2. Die Beschwerde erachtet es ferner als eine Frage von grundsätzlicher Bedeutung, ob ein Gericht die gesamte Baugenehmigung aufheben darf oder ob nur eine eingeschränkte Aufhebung der Baugenehmigung möglich ist. Auch dieses Vorbringen rechtfertigt keine Zulassung der Revision.
Ob ein rechtswidriger Verwaltungsakt nach Maßgabe des § 113 Abs. 1 Satz 1 VwGO nur teilweise aufgehoben werden darf, entscheidet sich nach materiellem Recht.

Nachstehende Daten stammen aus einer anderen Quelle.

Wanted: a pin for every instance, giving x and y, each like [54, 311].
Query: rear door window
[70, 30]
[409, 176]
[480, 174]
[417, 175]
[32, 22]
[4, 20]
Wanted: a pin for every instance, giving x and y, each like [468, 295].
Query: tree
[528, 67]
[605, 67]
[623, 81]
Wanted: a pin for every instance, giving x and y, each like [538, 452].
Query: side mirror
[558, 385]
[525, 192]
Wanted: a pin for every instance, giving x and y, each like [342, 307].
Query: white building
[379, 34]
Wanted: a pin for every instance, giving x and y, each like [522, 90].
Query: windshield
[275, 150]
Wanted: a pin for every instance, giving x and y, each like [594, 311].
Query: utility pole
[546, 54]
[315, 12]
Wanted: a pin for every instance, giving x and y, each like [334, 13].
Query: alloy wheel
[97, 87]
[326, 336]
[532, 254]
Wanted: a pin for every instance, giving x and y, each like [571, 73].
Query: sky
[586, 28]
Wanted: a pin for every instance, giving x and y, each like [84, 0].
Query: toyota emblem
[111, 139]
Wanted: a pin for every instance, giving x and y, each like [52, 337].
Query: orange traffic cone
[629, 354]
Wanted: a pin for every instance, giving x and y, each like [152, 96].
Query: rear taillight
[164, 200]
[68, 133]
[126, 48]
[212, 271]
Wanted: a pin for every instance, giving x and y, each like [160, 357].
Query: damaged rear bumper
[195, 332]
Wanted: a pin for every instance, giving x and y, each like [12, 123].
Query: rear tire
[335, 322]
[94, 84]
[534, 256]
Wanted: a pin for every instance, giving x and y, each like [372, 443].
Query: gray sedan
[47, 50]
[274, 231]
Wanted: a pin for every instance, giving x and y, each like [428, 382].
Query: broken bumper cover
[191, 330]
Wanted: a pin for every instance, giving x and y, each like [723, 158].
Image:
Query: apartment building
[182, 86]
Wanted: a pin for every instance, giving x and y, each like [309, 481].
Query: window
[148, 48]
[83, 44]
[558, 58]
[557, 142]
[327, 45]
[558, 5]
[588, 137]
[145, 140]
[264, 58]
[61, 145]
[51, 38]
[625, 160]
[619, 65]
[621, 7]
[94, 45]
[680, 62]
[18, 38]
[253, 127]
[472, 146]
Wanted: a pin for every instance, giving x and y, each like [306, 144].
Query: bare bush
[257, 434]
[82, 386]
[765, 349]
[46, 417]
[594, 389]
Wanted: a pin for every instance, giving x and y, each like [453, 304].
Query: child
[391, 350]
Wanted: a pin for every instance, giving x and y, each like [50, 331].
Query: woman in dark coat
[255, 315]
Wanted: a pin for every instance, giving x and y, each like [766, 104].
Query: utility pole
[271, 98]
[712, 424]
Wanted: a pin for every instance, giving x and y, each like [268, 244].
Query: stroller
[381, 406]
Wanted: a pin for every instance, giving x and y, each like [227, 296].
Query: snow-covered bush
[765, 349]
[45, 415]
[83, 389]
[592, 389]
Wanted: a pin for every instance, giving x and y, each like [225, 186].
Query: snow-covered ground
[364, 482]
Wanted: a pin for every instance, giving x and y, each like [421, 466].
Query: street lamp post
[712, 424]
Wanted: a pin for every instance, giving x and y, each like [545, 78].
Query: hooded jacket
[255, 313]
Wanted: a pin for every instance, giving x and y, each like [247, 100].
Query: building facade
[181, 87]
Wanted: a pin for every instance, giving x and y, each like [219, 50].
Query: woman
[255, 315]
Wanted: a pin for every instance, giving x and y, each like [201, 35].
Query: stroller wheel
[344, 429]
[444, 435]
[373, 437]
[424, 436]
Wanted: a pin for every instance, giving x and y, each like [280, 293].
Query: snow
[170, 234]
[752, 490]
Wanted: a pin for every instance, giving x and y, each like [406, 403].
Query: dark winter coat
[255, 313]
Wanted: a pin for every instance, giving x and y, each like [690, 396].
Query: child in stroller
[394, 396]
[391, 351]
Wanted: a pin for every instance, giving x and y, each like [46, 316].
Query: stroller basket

Dazu bedarf es unter anderem der Feststellung der objektiven Teilbarkeit des Regelungsgehaltes. Es ist dazu hinreichend geklärt, dass die Grundsätze des § 139 BGB entsprechend anzuwenden sind. Im Streitfall hat das Berufungsgericht die Möglichkeit der Teilbarkeit
ersichtlich verneint. Die Beschwerde führt keine Erwägungen dazu an, dass dies in grundsätzlicher Hinsicht zu überdenken ist.
3. Die Kostenentscheidung beruht auf § 154 Abs. 2 VwGO. Die Festsetzung des Streitwerts folgt aus § 14 Abs. 3, § 13 Abs. 1 GKG.